Максим держится за перила и смотрит на небо.
- Я так рад, что ты, Макс с нами! Ты тоже хочешь неиспорченную? А ты готов к испытаниям?
- Я на все согласен. Не могу с этими больше. На М-м. Арс, так на Марс. А где он?
Мы стоим слегка покачиваясь и все вместе смотрим в звездное небо. Я успеваю удивиться, что в Питере вообще можно видеть звезды. Мне почему-то кажется, что у нас оно должно все время быть в тучах.
- Вот эта красная звезда, это, кстати Марс восходит, - говорю я. – Там живет моя сладенькая, Аэлиточка. Давайте ей покричим. Может услышит.

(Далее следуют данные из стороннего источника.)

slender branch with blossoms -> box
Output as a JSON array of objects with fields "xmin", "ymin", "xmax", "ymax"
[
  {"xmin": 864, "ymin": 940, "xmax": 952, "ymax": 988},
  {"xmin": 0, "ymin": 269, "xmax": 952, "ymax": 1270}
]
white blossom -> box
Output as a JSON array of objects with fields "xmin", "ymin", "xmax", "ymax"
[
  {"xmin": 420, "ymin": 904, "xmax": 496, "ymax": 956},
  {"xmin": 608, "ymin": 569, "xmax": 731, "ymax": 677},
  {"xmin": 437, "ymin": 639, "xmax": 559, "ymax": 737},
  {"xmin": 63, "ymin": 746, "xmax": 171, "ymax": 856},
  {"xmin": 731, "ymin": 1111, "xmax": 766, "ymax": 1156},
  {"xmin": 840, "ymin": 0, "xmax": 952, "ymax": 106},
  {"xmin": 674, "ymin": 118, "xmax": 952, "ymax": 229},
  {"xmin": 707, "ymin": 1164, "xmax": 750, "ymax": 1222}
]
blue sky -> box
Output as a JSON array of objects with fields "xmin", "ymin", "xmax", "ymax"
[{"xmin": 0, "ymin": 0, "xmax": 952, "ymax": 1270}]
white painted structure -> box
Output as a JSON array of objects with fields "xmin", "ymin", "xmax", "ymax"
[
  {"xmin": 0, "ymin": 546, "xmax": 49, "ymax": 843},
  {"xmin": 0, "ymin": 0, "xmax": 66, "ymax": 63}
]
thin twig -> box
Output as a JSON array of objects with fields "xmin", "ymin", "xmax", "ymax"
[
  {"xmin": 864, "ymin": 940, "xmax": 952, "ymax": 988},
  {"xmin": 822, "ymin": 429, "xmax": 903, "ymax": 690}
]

Мы стоим на балконе и кричим:
- Аэлита-а-а!!! – Это я кричу.
- Ээ-эй! – Это Валя.
- Алена! – Это Макс. Неожиданное какое имя. Я про нее ничего не слышал.
- А не пойти бы вам на хрен, подонки!!!!??? На часы смотрели?!!! – А это уже сосед снизу.
Мы быстро возвращаемся в комнату.
- Жлобье! – Рычу я. – Она могла меня услышать. И прилететь.
- Я думал, что ты сам собирался лететь к ней, - говорит Макс.
- Ну, позвала бы, так полетел. Чего сейчас-то говорить? Все. Бежать надо из этого города. К гуманоидам. На Луну, на Марс! Что я делаю тут на Земле?
- Ты ее ищешь. Девушку свою. На Марс надо лететь с своей Аэлитой. Мы здесь, на Земле ее ищем, а потом вместе улетаем на новое небо и новую землю.
- Ва-а-аля! – Говорю я, но у меня пьяного выходит: «Валли!» - Откуда в тебе, простом волосатом пэтэушнике столько мудрости? Я тебя так люблю.
Мы обнимаемся. Я так обнимаюсь только с отцом и Валькой. Родня. Родня вызывает такси и собирается. Время позднее. Текила кончилась. Тема, закрыта.